A partire dagli anni ottanta
la varietà dei batteristi si moltiplica, i suoni diventano rock e le influenze
si sprecano. Fare una cernita d’ora in poi diventa sempre più
complesso. Tuttavia alcuni nomi si fanno valere per la loro versatilità a cominciare da Luigi De Sol, figlio d’arte, dotato di un drumming molto personale (suona nella band di Ciro Iannacone dopo aver militato nei Virtuals, Zero 33,
etc.); seguono il creativo Pasquale Villani
della Pattuglia Cosmica, Antonio Ruggieri dei Monoreddito, Giuseppe Petruccelli dei Faberi (ma
anche eccellente compositore di rock alternativo), Michele
Potenza, Graziano Villani, Francesco Giuliani e Tommaso Pio Bevilacqua, che provengono tutti da formazione rock, e infine Enzo Donatacci
della band di Maurizio Tancredi.

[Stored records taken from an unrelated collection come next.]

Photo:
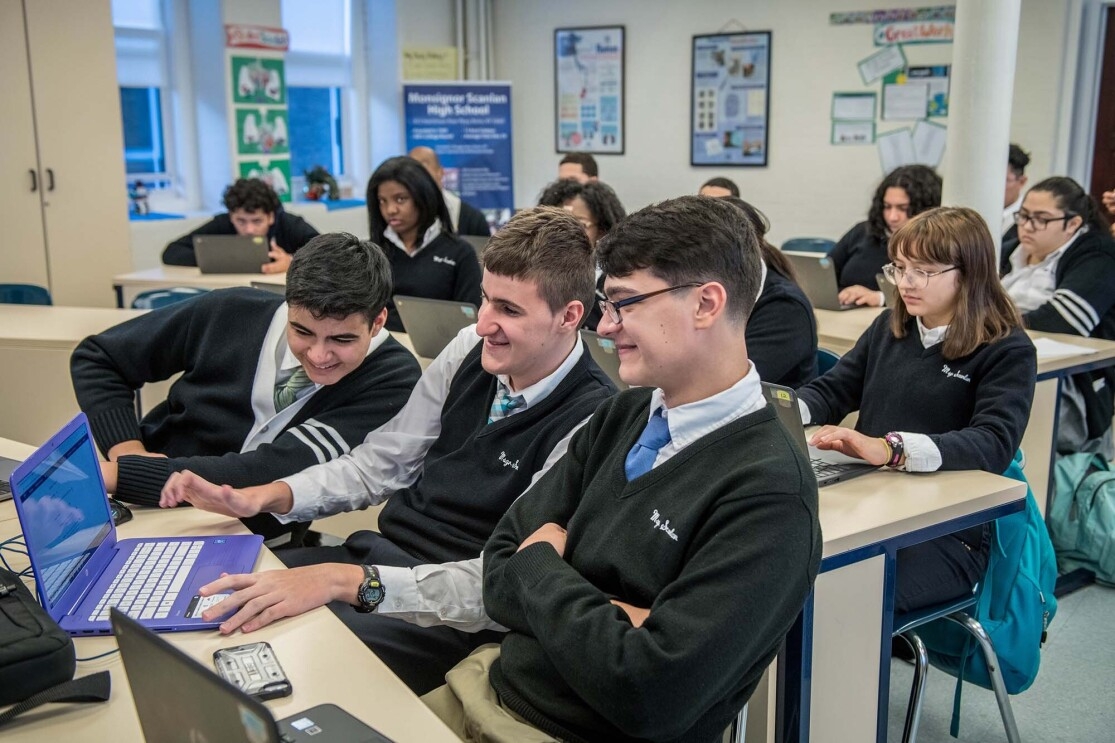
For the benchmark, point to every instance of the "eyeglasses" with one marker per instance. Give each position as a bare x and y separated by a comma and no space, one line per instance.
612,309
918,278
1038,223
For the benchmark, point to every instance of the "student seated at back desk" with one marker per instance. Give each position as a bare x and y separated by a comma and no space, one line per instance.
860,254
254,211
944,380
494,411
410,223
1060,277
268,387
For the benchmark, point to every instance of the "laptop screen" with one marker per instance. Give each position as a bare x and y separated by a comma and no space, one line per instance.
64,511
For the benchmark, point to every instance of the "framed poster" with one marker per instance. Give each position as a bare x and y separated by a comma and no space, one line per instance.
589,89
729,99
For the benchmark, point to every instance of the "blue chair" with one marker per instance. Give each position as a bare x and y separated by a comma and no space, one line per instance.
808,244
956,611
156,298
23,293
826,359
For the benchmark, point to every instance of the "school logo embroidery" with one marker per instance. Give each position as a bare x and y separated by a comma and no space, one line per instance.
947,370
662,526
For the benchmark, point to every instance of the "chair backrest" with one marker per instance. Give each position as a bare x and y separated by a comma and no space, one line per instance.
23,293
826,359
156,298
810,244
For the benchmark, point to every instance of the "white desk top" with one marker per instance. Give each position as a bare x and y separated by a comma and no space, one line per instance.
322,658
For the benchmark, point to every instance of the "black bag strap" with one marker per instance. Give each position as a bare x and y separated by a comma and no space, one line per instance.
86,688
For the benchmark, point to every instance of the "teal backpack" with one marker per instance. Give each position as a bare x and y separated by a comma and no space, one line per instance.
1015,605
1082,517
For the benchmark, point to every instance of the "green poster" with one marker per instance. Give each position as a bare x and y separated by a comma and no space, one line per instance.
259,80
274,172
262,132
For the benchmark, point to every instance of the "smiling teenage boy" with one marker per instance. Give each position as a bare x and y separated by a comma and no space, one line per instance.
494,409
268,387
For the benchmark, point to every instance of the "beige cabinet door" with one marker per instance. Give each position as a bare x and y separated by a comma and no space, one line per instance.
77,116
22,253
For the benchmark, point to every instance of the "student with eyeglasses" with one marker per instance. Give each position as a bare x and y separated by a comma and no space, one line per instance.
1059,276
944,380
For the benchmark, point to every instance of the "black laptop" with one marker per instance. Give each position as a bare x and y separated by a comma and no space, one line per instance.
181,701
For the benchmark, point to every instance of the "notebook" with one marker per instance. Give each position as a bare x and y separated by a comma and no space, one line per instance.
231,253
603,353
817,278
178,700
432,324
829,466
81,569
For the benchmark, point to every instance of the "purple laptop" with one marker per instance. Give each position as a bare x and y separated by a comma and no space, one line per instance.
81,570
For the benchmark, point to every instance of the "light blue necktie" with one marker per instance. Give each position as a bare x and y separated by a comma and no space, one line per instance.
642,455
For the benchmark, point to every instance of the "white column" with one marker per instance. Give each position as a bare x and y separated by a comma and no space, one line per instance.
983,54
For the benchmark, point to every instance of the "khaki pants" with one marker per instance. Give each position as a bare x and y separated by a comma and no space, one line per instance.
469,706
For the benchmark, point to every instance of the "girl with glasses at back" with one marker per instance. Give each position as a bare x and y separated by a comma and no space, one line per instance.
942,382
1060,277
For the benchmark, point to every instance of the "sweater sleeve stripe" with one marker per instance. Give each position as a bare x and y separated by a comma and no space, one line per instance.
341,444
1076,310
313,447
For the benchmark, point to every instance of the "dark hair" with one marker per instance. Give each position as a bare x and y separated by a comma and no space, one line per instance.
922,185
587,162
721,183
1017,160
958,235
600,199
772,256
337,274
251,195
546,245
424,190
1074,200
689,239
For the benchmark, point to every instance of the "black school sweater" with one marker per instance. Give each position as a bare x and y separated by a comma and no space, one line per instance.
214,340
973,408
445,269
474,470
721,542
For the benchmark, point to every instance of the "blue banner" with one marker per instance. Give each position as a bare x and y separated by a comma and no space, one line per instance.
468,126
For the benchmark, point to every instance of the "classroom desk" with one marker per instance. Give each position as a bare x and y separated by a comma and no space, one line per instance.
323,661
128,286
834,674
839,330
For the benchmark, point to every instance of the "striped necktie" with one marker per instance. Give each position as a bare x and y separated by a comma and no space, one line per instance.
288,392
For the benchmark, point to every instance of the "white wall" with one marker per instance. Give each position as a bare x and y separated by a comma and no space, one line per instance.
808,186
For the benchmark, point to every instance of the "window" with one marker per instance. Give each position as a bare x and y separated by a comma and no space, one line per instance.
141,70
318,77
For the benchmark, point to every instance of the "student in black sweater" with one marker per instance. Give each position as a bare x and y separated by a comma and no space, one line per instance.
594,205
496,408
254,210
860,254
649,578
1059,274
234,348
410,222
942,382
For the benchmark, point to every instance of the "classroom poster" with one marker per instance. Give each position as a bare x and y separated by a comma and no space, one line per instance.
468,126
729,104
589,89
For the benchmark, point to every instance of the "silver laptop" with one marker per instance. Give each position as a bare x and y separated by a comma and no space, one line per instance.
230,253
603,353
432,324
827,466
817,277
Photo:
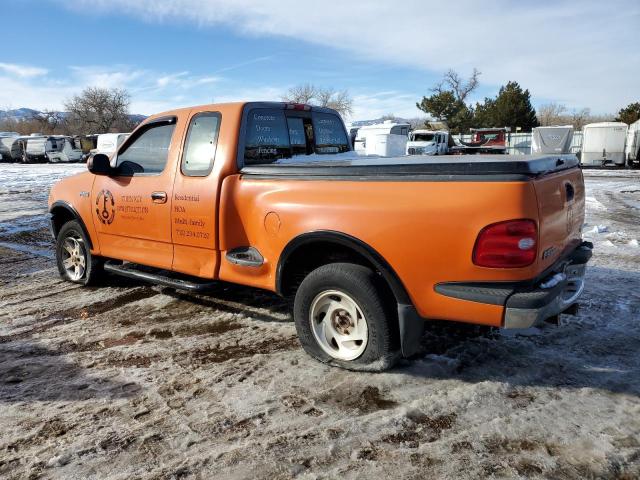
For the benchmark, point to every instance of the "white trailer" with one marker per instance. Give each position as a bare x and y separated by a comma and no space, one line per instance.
632,147
6,140
429,142
108,143
556,139
603,143
62,149
388,139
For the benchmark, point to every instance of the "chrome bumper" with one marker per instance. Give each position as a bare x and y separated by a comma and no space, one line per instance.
564,290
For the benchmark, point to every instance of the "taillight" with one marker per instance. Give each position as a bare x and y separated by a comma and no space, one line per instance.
298,106
509,244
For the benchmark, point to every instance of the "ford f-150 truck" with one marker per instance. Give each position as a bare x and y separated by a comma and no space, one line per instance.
270,195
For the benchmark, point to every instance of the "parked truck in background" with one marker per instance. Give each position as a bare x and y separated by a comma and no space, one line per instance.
270,195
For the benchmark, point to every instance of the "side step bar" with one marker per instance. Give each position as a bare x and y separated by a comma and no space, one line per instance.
181,283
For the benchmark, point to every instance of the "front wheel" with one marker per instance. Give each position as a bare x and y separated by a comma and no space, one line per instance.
73,256
342,318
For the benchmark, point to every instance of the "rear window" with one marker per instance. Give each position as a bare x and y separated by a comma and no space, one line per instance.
275,134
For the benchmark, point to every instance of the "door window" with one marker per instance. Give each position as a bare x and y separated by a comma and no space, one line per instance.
147,152
200,146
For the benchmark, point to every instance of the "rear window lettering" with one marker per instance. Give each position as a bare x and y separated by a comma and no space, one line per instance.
267,137
330,134
274,134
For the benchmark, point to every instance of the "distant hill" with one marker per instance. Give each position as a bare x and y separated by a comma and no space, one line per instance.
20,114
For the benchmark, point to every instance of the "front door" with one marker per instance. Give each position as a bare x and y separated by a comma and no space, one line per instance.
132,209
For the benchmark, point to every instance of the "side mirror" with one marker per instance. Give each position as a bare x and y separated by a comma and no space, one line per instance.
99,164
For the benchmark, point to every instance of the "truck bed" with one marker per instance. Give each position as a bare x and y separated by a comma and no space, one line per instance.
419,167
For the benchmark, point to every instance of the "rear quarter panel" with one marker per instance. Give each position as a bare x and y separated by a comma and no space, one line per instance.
425,230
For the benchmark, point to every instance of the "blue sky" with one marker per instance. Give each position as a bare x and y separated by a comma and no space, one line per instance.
171,53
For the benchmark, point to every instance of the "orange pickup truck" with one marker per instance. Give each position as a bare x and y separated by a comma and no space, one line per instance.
270,195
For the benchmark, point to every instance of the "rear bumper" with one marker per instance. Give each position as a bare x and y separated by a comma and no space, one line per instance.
528,303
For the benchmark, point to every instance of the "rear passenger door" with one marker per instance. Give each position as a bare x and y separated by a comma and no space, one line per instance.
195,198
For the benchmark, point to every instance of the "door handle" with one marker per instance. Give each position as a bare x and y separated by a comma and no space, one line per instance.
159,197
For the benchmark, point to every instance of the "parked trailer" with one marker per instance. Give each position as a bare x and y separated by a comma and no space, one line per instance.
603,143
18,147
6,140
62,149
555,139
386,139
632,147
429,142
35,150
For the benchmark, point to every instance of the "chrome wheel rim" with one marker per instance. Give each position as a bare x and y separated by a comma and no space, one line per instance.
339,325
74,257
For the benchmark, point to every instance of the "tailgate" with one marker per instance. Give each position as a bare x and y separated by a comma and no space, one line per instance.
561,214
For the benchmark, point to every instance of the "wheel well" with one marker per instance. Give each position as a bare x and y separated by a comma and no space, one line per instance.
305,255
61,214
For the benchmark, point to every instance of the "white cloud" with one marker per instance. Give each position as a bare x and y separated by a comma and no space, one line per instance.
581,54
22,71
151,91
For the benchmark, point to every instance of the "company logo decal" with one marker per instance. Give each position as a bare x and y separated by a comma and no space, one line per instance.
105,207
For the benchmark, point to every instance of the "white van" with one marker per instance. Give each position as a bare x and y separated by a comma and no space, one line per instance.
603,143
388,139
632,148
62,149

Sono tutti nomi di spicco della nuova scena musicale del paese, i nuovi protagonisti che danno ritmo e testimonianza, nel segno della continuità, alla grande varietà
di stili che agitano il nostro fondovalle.
Altri, tra batteristi e
percussionisti vari, si stanno affacciando alla ribalta, alcuni dei quali visti
durante i vari happening promossi dalla scuola di musica “Santa Cecilia”, altri
ancora probabilmente ne abbiamo dimenticato. Ma avremo altro tempo per
riparlarne o magari per correggere o aggiungere quanto abbiamo finora scritto,
senza avere mai la pretesa di essere leziosi.